The matter is now before this Court pursuant to 28 U.S.C. § 636(b)(1). That statute provides that a district court “may accept, reject, or modify, in whole or in part, the findings or recommendations made by the magistrate judge.” A court is to “make a de novo determination of those portions of the magistrate judge's report or specified proposed findings or recommendations to which objection is made.”However, § 636(b)(1) does not “require district court review of a magistrate's factual or legal conclusions, under a de novo or any other standard, when neither party objects to those findings.”
Id.
Thomas v. Arn, 474 U.S. 140, 150 (1985); see also United States v. Reyna-Tapia, 328 F.3d 1114, 1121 (9th Cir. 2003).
The Magistrate Judge recommended that the Court deny the Petition Under 28 U.S.C. § 2254 for Writ of Habeas Corpus by a Person in State Custody and deny as moot the Motion for an Evidentiary Hearing. Petitioner's objections to the report do not make any challenge to any specific proposed finding or recommendation made by the Magistrate Judge. Rather, Petitioner sets out sovereign citizen rhetoric that is in large part incomprehensible. The Court has reviewed the Report and Recommendation and agrees with its analysis that the petition was not timely filed, and equitable tolling is not warranted. Accordingly, the Court adopts the Report and Recommendation in its entirety, and IT IS ORDERED that the Petition Under 28 U.S.C. § 2254 for Writ of Habeas Corpus by a Person in State Custody is DISMISSED. Additionally, the Motion for Evidentiary
Hearing is DENIED as moot.
The Clerk of Court shall enter a final judgment accordingly. A certificate of appealability shall not be issued by this Court. Petitioner may seek a certificate of appealability from the Ninth Circuit Court of Appeals.

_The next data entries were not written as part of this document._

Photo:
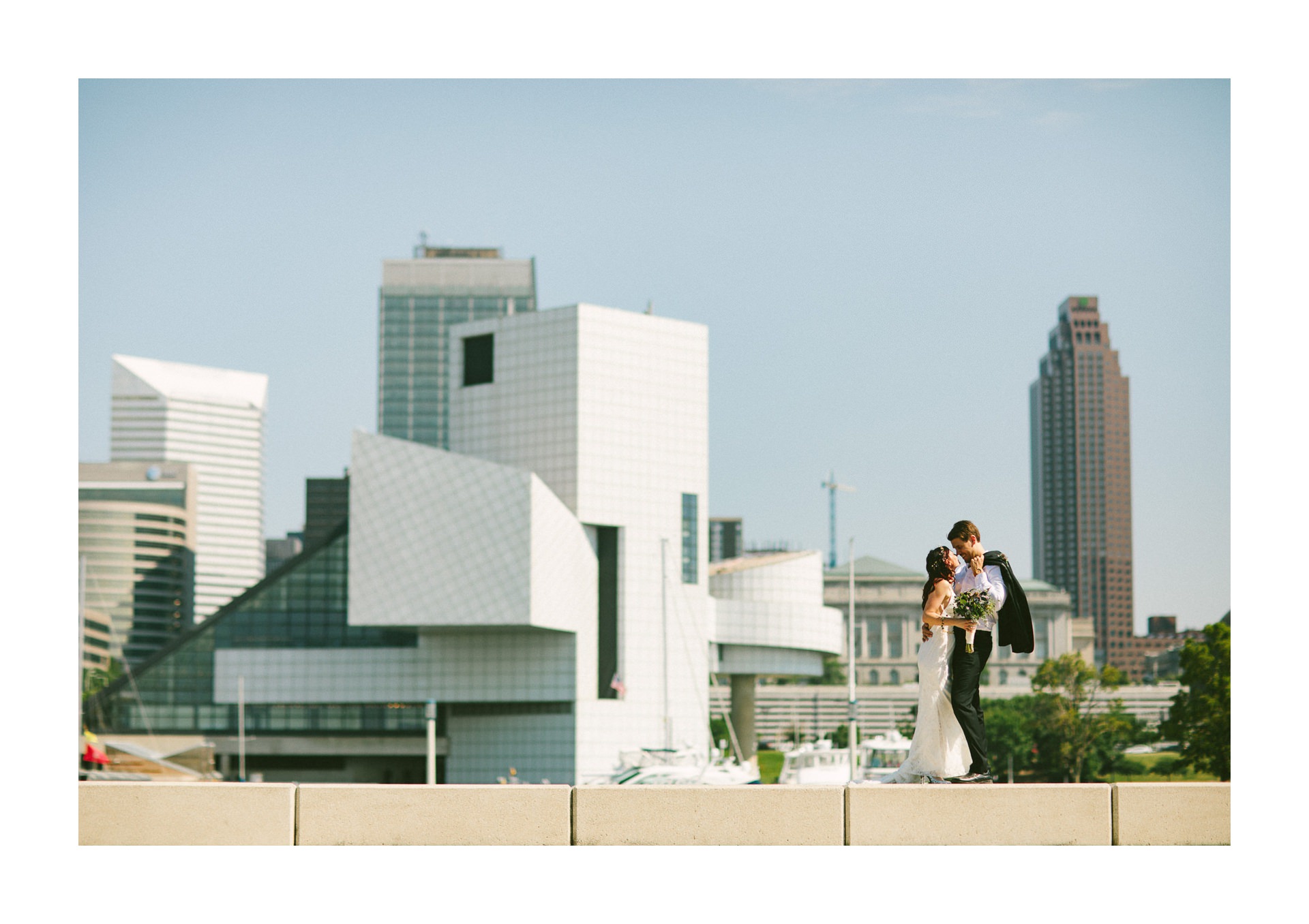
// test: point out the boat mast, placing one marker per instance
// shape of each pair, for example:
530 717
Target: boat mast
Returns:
663 597
852 737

28 U.S.C. § 2253(c)(2). See Slack v. McDaniel, 529 U.S. 473, 484 (2000) (certificate of appealability may be granted only if applicant made a “substantial showing of the denial of a constitutional right,” i.e., a showing that “reasonable jurists could debate whether . . . the petition should have been resolved in a different manner or that the issues presented were adequate to deserve encouragement to proceed further” (internal quotations and citations omitted)).